In the mess, he looked around at the sleepy faces of the other men eating sloppy tepid porridge as though tomorrow there would be no food. He couldn’t bring himself to eat it any more; he just pushed it around with a spoon before giving it to an eager lad on the next table who guzzled it greedily.

When the warning bell rang for parade, he had to stop himself from running to the yard. Instead, he returned to the now deserted barracks, picked up his pack and looked around at the cold whitewashed walls for one last time. He would not miss them he told himself. Then he went into the bath house and gazed around at the metal buckets and the pottery drains. He would never see these again, he mused but he just couldn't make himself think 'thank Gods'. He scolded himself for this sentimental gesture and turned to walk towards the heavy gates of the compound.

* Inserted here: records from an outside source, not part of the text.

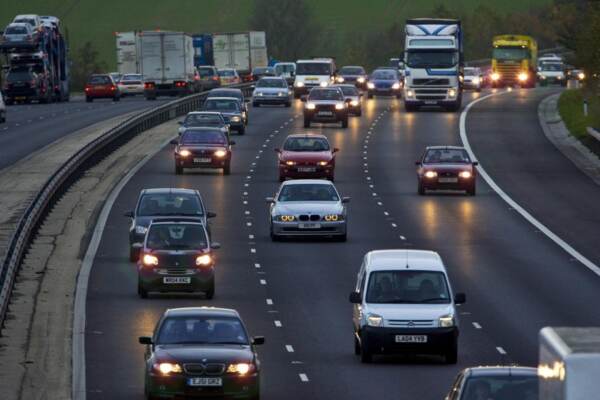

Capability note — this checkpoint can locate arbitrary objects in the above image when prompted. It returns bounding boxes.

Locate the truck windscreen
[406,50,458,68]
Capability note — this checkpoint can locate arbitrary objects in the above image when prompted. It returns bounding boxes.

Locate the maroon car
[171,127,235,175]
[416,146,477,196]
[275,133,339,182]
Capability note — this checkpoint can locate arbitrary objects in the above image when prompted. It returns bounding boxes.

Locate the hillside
[0,0,551,69]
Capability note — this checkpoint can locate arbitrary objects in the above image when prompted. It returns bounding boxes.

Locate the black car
[200,97,248,135]
[138,217,220,299]
[171,127,235,175]
[445,366,539,400]
[139,307,265,400]
[302,87,348,128]
[125,188,216,262]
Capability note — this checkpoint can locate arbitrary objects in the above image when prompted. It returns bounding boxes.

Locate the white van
[294,58,337,99]
[350,250,466,364]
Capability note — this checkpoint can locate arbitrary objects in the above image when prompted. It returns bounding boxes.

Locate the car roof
[366,250,445,271]
[165,307,240,318]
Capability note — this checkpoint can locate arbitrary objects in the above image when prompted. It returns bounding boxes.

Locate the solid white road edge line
[71,136,176,400]
[460,92,600,276]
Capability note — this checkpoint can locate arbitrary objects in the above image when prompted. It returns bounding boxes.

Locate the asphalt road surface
[86,89,600,400]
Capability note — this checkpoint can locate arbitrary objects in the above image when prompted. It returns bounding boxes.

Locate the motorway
[83,89,600,400]
[0,97,170,169]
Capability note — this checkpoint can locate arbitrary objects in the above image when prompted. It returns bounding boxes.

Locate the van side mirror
[349,292,362,304]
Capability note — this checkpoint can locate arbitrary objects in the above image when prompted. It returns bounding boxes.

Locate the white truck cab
[294,58,337,99]
[350,250,466,364]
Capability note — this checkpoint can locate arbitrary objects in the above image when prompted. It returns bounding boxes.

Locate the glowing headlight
[196,254,212,267]
[154,363,183,375]
[440,314,454,328]
[367,314,383,326]
[142,254,158,265]
[227,363,254,375]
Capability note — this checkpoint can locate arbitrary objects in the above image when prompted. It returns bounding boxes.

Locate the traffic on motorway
[0,8,600,400]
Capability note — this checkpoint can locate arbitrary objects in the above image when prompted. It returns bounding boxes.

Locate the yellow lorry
[490,35,538,88]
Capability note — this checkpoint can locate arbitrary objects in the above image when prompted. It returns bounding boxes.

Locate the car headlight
[142,254,158,265]
[154,363,183,375]
[367,314,383,327]
[439,314,455,328]
[227,363,254,375]
[196,254,212,267]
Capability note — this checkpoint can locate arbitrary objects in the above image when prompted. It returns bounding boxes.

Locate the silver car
[252,76,292,107]
[266,179,350,242]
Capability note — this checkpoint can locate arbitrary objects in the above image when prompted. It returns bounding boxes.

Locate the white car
[350,250,466,364]
[118,74,144,96]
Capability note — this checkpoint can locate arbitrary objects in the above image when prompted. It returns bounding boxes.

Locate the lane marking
[459,92,600,276]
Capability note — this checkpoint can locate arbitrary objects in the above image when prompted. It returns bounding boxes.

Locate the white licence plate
[396,335,427,343]
[298,222,321,229]
[188,378,223,386]
[438,178,458,183]
[163,276,192,285]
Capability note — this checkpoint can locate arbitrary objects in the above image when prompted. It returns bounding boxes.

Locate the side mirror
[138,336,152,345]
[252,336,265,346]
[349,292,362,304]
[454,293,467,304]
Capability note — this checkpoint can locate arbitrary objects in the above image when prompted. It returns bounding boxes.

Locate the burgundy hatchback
[416,146,477,196]
[275,133,339,182]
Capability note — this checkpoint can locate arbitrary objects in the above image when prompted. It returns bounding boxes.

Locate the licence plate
[438,178,458,183]
[163,276,192,285]
[396,335,427,343]
[188,378,223,386]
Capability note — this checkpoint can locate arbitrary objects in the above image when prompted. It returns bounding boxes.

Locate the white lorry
[538,327,600,400]
[404,18,463,111]
[136,31,200,100]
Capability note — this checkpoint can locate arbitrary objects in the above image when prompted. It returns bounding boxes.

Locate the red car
[416,146,477,196]
[275,133,339,182]
[85,74,121,103]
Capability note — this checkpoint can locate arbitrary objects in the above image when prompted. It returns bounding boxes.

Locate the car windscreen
[296,62,333,75]
[283,137,329,151]
[278,183,340,202]
[156,315,249,345]
[256,79,287,88]
[203,99,240,112]
[340,67,365,75]
[146,223,208,250]
[460,374,538,400]
[137,193,204,217]
[180,129,227,146]
[366,269,450,304]
[406,50,458,68]
[423,149,471,164]
[308,89,344,100]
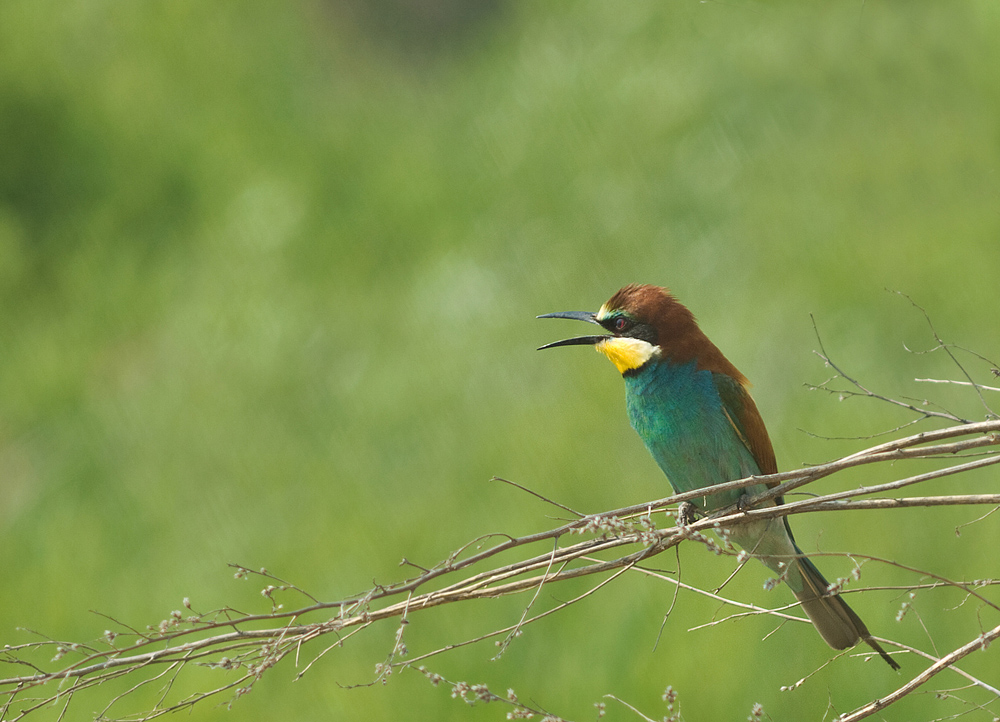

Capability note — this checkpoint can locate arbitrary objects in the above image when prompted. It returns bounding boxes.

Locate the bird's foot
[677,501,694,526]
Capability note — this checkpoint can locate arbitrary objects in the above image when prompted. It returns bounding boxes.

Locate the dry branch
[0,420,1000,720]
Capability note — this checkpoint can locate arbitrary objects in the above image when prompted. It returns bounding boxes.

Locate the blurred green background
[0,0,1000,721]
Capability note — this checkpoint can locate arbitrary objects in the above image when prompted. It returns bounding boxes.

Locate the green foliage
[0,0,1000,720]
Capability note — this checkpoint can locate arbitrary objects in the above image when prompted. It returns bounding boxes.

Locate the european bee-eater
[539,285,899,669]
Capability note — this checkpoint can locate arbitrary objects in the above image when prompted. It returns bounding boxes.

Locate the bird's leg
[677,501,695,526]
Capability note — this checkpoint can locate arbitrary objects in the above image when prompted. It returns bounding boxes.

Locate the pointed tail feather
[793,557,899,669]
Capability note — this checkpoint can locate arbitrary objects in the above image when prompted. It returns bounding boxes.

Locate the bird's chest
[625,363,759,506]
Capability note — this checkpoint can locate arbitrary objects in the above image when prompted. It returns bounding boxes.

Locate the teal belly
[625,361,763,511]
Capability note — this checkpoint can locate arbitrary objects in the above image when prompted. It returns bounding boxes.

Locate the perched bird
[539,285,899,669]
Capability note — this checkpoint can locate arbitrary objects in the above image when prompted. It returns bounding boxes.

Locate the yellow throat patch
[594,337,658,373]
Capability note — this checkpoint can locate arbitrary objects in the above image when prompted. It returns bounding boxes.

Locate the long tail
[793,552,899,669]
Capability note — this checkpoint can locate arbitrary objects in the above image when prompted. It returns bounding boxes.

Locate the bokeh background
[0,0,1000,720]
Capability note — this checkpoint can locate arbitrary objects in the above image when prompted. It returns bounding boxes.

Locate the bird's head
[538,284,745,381]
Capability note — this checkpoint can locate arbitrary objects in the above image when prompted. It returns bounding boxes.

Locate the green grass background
[0,0,1000,721]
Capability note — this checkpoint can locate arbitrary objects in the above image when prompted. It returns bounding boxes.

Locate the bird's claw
[677,501,694,526]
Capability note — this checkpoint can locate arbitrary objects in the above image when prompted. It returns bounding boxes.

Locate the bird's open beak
[536,311,611,351]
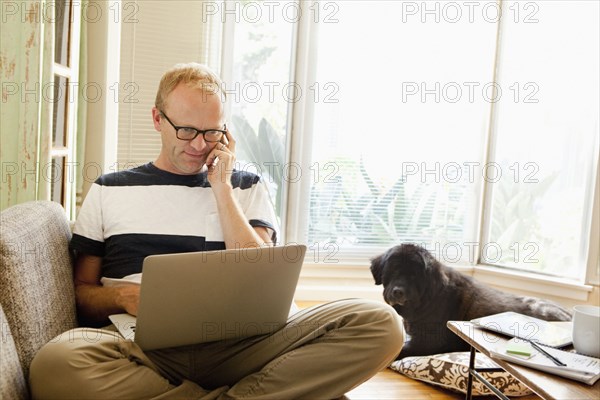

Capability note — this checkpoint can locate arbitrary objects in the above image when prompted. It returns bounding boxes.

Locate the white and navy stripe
[71,163,276,278]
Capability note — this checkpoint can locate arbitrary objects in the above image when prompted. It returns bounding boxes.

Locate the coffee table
[447,321,600,400]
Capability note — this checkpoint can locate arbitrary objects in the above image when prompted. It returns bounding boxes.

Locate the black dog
[371,244,571,358]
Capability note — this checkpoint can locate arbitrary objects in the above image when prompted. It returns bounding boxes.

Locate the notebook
[109,245,306,350]
[471,311,573,347]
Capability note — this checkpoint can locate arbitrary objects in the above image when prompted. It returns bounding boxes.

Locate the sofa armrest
[0,201,77,377]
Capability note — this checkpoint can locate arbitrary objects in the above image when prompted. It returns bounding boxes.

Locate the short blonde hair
[154,62,225,111]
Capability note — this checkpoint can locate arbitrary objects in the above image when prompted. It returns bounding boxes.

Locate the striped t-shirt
[70,163,276,278]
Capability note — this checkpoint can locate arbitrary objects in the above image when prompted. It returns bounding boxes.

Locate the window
[482,1,600,279]
[50,0,81,217]
[218,2,300,221]
[226,1,600,281]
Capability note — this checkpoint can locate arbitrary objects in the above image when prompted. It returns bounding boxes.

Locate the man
[30,63,403,399]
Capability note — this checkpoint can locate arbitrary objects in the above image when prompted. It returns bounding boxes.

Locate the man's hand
[206,130,235,194]
[115,284,140,315]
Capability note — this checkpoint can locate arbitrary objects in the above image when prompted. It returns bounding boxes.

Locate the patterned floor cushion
[390,352,532,397]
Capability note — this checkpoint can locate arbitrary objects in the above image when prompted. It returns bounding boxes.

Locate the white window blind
[306,1,496,262]
[113,0,221,169]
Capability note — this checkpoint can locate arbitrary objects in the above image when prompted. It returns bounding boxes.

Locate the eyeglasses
[160,111,227,143]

As he approached the parade yard, he could see the whole of battalion lined up. It was strange to see Fleetfoot standing where yesterday he himself had stood, at the head of his patrol. McLaren, his bunk mate, a good four inches shorter than the men either side, was as usual not at full attention. The drill sergeant, Weller, had never noticed, because McLaren was a dwarf and the sergeant had assumed that it was the best McLaren could do. Jacob smiled. Stupid old fool.

Sergeant Weller was barking orders at the parade, his pasty cheeks flapping as he bellowed, spit flying into the faces of the front ranks. Jacob tried to remain as inconspicuous as possible as he moved across the compound. He was nearly at the gate when there was a horn blast and a bellowed order.